Ein einfacher Pumpzerstäuber reicht nur für wenige Pflanzen auf dem Balkon. Für größere Gärten empfiehlt sich die Verwendung eines Farbsprühers mit Nebelfunktion. Damit lassen sich große Flächen zügig und gleichmäßig besprühen, ohne dass die Hände ermüden.

Ein Tipp: Dem Sprühwasser ein paar Tropfen Garten- oder Schmierseife hinzufügen. Dies hilft, den Nährstoffnebel besser auf den Blättern haften zu lassen und verbessert die Aufnahme.

Wichtig: Auch die Blattunterseiten besprühen, denn dort befinden sich viele Stomata, durch die die Pflanzen Nährstoffe aufnehmen.

Wann und wie oft sollte die Blattdüngung angewendet werden?
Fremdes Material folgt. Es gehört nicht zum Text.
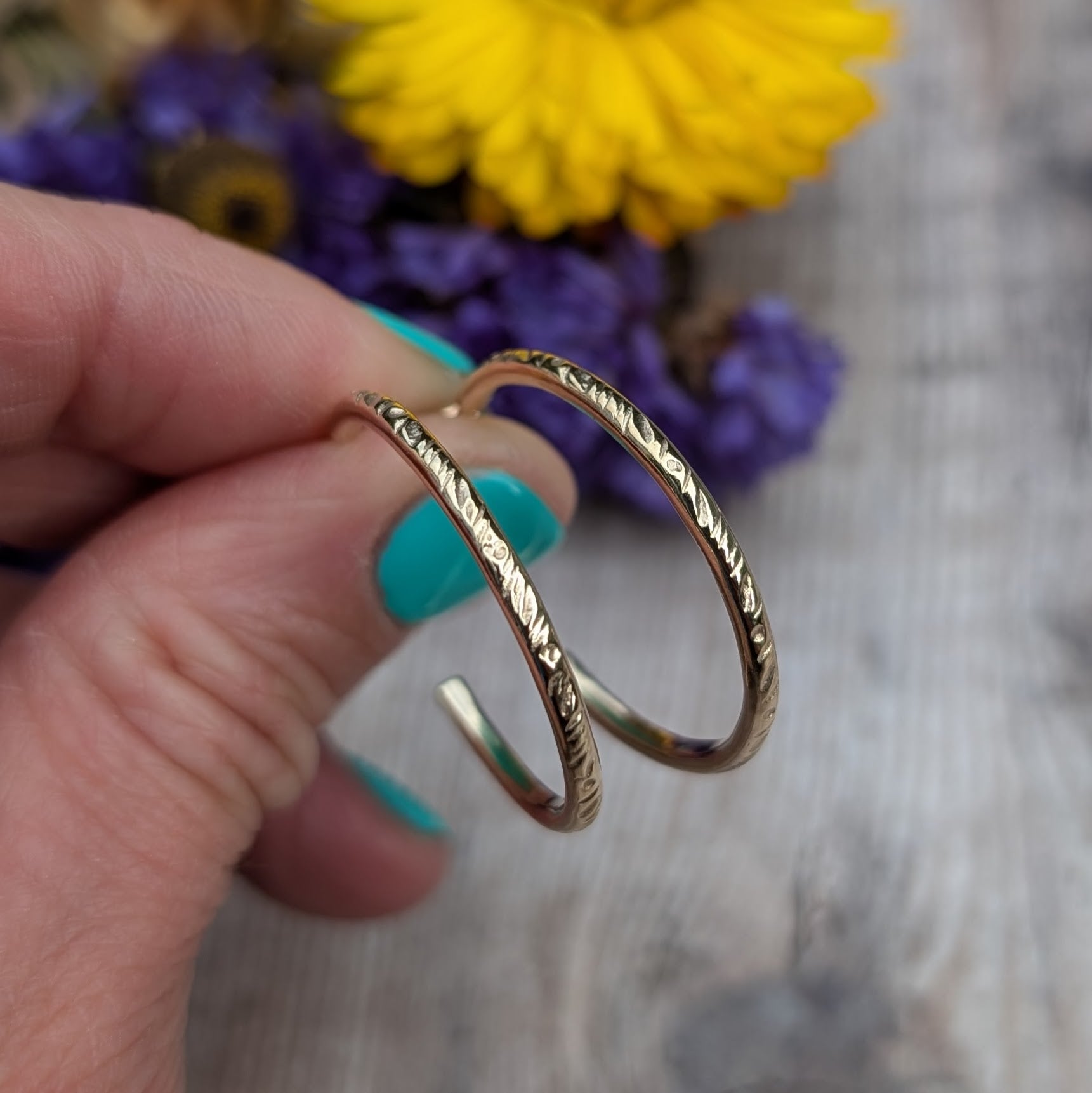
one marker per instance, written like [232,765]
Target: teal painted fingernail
[424,340]
[426,567]
[397,799]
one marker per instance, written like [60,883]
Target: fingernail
[397,799]
[426,567]
[449,355]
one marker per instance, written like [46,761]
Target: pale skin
[162,696]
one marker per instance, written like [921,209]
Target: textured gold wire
[523,608]
[706,524]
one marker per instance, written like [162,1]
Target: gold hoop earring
[523,607]
[706,524]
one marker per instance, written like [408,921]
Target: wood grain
[895,896]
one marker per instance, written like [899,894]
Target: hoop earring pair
[570,693]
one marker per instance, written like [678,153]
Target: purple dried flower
[751,396]
[58,152]
[332,177]
[445,263]
[768,393]
[185,94]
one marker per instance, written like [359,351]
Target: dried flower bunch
[216,112]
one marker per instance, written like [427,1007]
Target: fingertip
[355,845]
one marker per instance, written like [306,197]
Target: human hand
[160,696]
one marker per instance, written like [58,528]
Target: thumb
[161,698]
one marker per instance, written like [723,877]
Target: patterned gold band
[706,524]
[526,614]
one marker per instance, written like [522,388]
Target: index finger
[131,335]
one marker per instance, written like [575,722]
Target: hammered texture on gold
[517,597]
[706,524]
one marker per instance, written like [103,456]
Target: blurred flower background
[506,173]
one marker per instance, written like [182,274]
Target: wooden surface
[895,896]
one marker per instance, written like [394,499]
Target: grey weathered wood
[897,896]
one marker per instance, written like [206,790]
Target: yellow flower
[567,112]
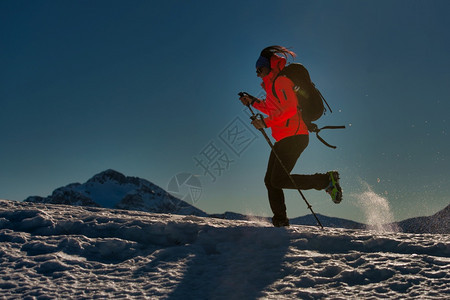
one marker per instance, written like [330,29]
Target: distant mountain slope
[111,189]
[437,223]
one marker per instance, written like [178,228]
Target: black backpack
[311,102]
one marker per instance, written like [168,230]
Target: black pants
[276,179]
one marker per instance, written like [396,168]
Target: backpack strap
[317,130]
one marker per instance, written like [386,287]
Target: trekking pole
[256,116]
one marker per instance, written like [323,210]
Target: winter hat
[263,62]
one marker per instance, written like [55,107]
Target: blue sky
[147,87]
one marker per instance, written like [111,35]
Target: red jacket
[283,116]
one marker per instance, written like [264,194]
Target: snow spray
[377,210]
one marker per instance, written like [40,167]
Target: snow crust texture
[50,251]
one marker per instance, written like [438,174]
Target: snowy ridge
[111,189]
[60,251]
[437,223]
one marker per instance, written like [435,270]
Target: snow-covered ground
[61,252]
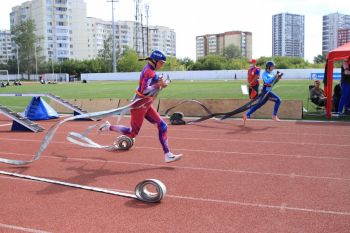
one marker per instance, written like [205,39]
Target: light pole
[17,63]
[36,61]
[113,38]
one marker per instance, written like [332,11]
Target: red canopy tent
[340,53]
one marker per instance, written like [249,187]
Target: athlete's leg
[153,117]
[275,98]
[260,103]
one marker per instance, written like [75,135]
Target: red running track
[266,177]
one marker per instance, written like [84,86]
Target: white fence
[36,77]
[201,75]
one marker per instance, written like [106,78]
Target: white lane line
[250,141]
[282,207]
[13,227]
[204,151]
[288,175]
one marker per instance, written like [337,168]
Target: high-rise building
[6,46]
[58,25]
[216,43]
[66,33]
[288,35]
[331,23]
[343,36]
[157,37]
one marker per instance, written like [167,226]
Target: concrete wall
[289,109]
[201,75]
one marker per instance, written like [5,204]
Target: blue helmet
[269,64]
[158,55]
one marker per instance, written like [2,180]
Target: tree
[129,62]
[25,40]
[106,54]
[232,51]
[187,62]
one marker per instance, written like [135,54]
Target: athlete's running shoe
[170,157]
[105,126]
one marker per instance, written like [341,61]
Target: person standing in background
[253,79]
[345,86]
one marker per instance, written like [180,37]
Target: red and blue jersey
[148,83]
[252,72]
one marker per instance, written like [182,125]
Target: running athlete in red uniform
[253,79]
[149,85]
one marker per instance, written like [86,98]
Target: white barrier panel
[200,75]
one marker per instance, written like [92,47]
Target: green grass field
[286,89]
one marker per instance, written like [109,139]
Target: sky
[191,18]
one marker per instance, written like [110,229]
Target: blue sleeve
[257,71]
[268,77]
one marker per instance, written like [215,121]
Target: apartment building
[216,43]
[331,23]
[288,35]
[58,25]
[66,33]
[343,36]
[153,37]
[6,47]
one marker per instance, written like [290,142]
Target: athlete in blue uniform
[269,77]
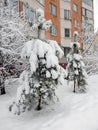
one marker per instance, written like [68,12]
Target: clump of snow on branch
[41,22]
[76,68]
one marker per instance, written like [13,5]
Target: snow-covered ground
[71,112]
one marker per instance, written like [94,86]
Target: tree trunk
[3,91]
[39,104]
[74,85]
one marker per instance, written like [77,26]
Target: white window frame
[53,30]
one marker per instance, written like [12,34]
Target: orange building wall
[55,19]
[78,17]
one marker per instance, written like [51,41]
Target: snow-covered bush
[41,76]
[76,68]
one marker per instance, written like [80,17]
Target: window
[66,50]
[75,7]
[67,14]
[89,2]
[67,32]
[87,13]
[53,9]
[75,23]
[42,1]
[53,30]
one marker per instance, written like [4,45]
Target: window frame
[53,11]
[67,14]
[53,30]
[66,35]
[75,7]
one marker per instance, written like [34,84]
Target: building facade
[67,16]
[52,11]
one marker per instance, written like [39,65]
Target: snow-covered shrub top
[35,49]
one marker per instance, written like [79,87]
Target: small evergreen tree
[76,67]
[42,71]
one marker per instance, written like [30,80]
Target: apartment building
[73,13]
[67,16]
[52,11]
[27,10]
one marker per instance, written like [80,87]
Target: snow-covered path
[71,112]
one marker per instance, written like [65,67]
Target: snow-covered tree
[76,67]
[41,76]
[12,37]
[42,72]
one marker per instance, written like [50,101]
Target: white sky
[96,13]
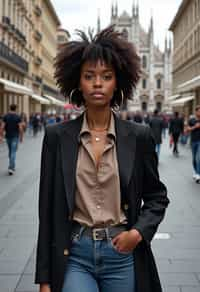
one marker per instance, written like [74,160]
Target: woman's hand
[45,288]
[127,241]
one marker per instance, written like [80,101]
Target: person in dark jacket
[176,127]
[13,127]
[101,199]
[156,124]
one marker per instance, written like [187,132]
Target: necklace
[99,129]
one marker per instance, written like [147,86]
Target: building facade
[28,46]
[155,85]
[186,61]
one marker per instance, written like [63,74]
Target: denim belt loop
[107,234]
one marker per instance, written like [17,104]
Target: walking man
[156,124]
[13,128]
[176,127]
[194,129]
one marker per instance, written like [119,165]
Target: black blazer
[143,198]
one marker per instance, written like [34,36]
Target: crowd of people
[180,130]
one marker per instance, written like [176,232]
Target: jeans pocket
[118,252]
[75,237]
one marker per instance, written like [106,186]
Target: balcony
[37,35]
[38,61]
[6,21]
[10,56]
[37,79]
[49,90]
[38,10]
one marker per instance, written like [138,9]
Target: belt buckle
[95,233]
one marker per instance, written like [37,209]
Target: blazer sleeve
[154,192]
[43,261]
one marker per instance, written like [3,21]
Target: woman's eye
[88,77]
[107,77]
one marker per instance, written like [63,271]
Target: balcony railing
[7,23]
[38,61]
[12,57]
[49,90]
[38,35]
[6,20]
[38,10]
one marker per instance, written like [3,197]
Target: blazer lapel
[126,146]
[69,156]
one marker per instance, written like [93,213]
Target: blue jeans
[96,266]
[12,149]
[196,156]
[158,146]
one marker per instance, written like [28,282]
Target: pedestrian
[35,124]
[176,127]
[156,124]
[194,129]
[100,199]
[13,128]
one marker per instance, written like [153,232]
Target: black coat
[139,181]
[157,125]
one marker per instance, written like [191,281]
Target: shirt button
[126,206]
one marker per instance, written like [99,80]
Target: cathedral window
[144,83]
[159,106]
[144,106]
[158,83]
[144,62]
[125,34]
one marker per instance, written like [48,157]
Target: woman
[94,231]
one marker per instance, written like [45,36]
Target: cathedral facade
[155,84]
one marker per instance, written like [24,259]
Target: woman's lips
[97,94]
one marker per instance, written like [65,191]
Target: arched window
[125,33]
[144,83]
[144,61]
[158,83]
[144,106]
[159,106]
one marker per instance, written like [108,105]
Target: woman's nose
[97,81]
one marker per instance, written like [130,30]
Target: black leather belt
[98,233]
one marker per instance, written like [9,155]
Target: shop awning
[173,97]
[182,101]
[15,87]
[190,84]
[54,100]
[41,99]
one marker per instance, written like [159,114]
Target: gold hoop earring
[71,93]
[117,107]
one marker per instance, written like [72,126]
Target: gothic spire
[112,10]
[133,8]
[116,9]
[137,9]
[98,22]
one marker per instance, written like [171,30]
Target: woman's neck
[98,119]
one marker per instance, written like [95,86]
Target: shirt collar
[111,130]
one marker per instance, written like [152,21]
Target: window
[144,106]
[144,62]
[159,106]
[158,83]
[125,34]
[144,83]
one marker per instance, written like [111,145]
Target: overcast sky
[83,13]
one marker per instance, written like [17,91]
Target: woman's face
[97,83]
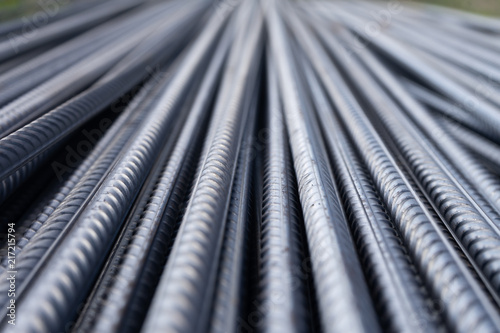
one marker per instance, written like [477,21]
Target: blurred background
[10,9]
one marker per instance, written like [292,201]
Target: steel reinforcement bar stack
[249,166]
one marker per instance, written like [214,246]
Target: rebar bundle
[250,166]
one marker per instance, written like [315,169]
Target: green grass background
[10,9]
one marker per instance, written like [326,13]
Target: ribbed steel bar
[152,234]
[22,150]
[98,223]
[183,301]
[342,294]
[249,166]
[387,177]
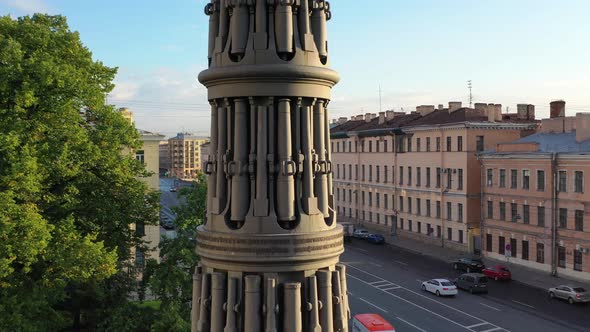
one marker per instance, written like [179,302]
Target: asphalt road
[386,280]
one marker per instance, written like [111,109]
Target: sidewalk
[525,275]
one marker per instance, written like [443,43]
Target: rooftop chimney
[557,109]
[582,127]
[454,105]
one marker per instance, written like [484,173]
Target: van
[473,282]
[370,323]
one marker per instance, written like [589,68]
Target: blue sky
[419,51]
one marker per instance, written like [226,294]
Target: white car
[440,287]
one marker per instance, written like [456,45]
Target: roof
[556,142]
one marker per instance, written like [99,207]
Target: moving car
[440,287]
[370,323]
[375,238]
[572,294]
[473,282]
[498,272]
[360,234]
[469,264]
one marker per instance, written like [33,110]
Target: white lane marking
[489,306]
[524,304]
[371,304]
[417,305]
[423,296]
[490,330]
[476,325]
[412,325]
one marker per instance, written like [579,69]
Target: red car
[497,272]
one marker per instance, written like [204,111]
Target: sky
[411,52]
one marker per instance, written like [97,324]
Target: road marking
[524,304]
[376,306]
[423,296]
[412,325]
[489,306]
[476,325]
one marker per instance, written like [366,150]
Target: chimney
[582,127]
[454,105]
[389,115]
[557,109]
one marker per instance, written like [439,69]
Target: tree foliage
[68,192]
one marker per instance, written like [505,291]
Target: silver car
[570,293]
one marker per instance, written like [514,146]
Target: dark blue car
[375,238]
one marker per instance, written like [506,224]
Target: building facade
[535,204]
[185,155]
[417,175]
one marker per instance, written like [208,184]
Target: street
[386,280]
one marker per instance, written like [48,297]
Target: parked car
[469,264]
[360,233]
[473,282]
[440,287]
[570,293]
[375,238]
[498,272]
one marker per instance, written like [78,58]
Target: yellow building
[185,155]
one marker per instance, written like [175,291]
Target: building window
[449,211]
[562,181]
[526,176]
[513,178]
[562,218]
[561,257]
[514,212]
[540,253]
[577,260]
[479,144]
[140,155]
[579,182]
[541,216]
[525,250]
[579,220]
[501,245]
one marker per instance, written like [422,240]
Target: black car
[469,264]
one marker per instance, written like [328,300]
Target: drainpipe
[554,207]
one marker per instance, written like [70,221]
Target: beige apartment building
[536,204]
[185,155]
[417,175]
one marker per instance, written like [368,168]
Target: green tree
[172,280]
[69,192]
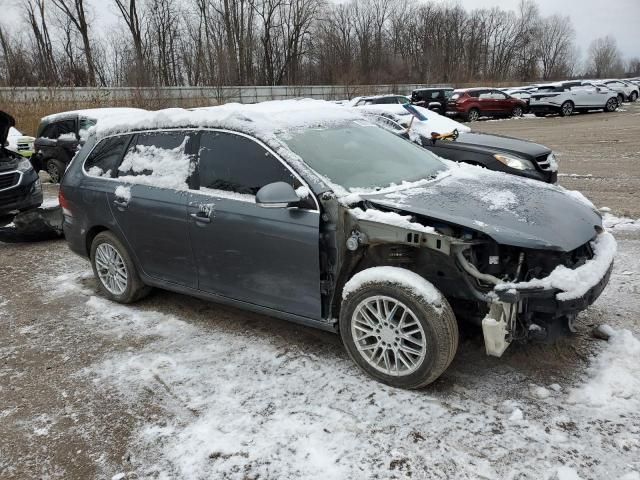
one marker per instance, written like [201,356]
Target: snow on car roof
[94,113]
[261,119]
[434,123]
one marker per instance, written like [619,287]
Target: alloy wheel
[388,335]
[111,268]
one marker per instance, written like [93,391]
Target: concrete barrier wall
[181,95]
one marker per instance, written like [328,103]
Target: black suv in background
[20,187]
[432,98]
[58,137]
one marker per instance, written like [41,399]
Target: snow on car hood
[503,143]
[513,211]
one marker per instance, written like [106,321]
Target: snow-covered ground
[230,399]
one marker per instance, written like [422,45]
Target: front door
[264,256]
[149,203]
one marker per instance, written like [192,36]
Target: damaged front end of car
[513,293]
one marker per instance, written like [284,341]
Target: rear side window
[104,158]
[158,159]
[237,164]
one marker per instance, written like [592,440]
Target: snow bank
[614,376]
[166,168]
[397,276]
[574,283]
[390,218]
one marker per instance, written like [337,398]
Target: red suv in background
[472,103]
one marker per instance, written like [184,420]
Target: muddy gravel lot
[175,387]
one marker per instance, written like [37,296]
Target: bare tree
[129,12]
[75,11]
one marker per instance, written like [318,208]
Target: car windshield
[361,155]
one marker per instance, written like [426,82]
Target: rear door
[264,256]
[149,204]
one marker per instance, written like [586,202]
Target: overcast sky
[591,18]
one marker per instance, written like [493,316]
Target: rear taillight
[64,204]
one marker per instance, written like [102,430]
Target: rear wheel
[396,336]
[612,105]
[473,115]
[55,169]
[566,109]
[117,276]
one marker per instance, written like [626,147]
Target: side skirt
[309,322]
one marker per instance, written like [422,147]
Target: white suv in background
[566,98]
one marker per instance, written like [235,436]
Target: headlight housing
[514,162]
[24,165]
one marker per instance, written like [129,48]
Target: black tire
[473,115]
[611,105]
[135,289]
[566,109]
[438,324]
[55,169]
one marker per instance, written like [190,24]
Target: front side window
[104,158]
[158,159]
[356,155]
[58,129]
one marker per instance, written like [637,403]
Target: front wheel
[117,276]
[395,333]
[566,109]
[612,105]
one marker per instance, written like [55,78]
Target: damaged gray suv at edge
[305,211]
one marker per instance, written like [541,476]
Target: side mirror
[277,195]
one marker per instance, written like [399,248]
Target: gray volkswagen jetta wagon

Der richtige Zeitpunkt und die Häufigkeit der Blattdüngung hängen von verschiedenen Faktoren ab:

  • Blattdüngung sollte bei blühenden Pflanzen nur in der vegetativen Wachstumsphase erfolgen. Sobald Pflanzen blühen, kann eine Blattdüngung die Blüten beschädigen und Fruchtbildung behindern.
  • Zum Beispiel bei Tomaten oder Kürbissen hilft eine Blattdüngung mit Calcium nur bei kleinen Früchten; später ist eine Wurzeldüngung besser.
  • Bester Zeitpunkt ist morgens vor Sonnenaufgang oder abends in der Dämmerung, da Sonnenlicht auf den Wassertropfen auf den Blättern zu Verbrennungen führen kann.
  • In heißen, trockenen Regionen lohnt sich eine häufigere Blattdüngung (alle 4 Tage), da Nährstoffe sonst schnell verdunsten.
  • In kühleren, feuchten Regionen reicht meist alle zwei Wochen oder bei sichtbaren Mangelerscheinungen eine Blattdüngung aus.

Tipps zur Vermeidung von Problemen bei der Blattdüngung

Fehler bei der Blattdüngung können dem Pflanzenwachstum schaden:

  • Zu spätes Düngen während der Blüte kann zu Fäulnis oder Knospenabwurf führen.
  • Zuviel Flüssigkeit bei der Anwendung führt zu starker Feuchte, ideal für Pilzerkrankungen und Bodenpathogene.
  • Hoher Stickstoffanteil im Blattsprühlösung fördert Blatt- und Krautwachstum, verringert aber Fruchtansatz.
  • Phosphorreiche Dünger sind für Gemüse wie Spinat oder Mangold weniger geeignet über die Blätter.
  • Deshalb sollte man genau prüfen, welche Nährstoffe die Pflanzen gerade brauchen, und die Dünger entsprechend dosieren.

Fazit: Blattdüngung für gesunde Pflanzen optimal nutzen

Blattdüngung ist eine hervorragende Ergänzungsmaßnahme, um Ihren Gartenpflanzen gezielt lebenswichtige Spurenelemente und Mineralstoffe zuzuführen. Bei richtiger Anwendung fördern Sie das Wachstum, die Widerstandskraft und im besten Fall die Erntequalität Ihrer Pflanzen.

Planen Sie Ihre Blattdüngung individuell nach Pflanzenart, Standort und Wachstumsphase. Verwenden Sie geeignete Flüssigdünger, arbeiten Sie mit einem feinen Sprühgerät und berücksichtigen Sie die passende Tageszeit für die Anwendung.

So bringen Sie Ihren Garten durch Blattdüngung auf natürlich nachhaltige Weise zum Blühen!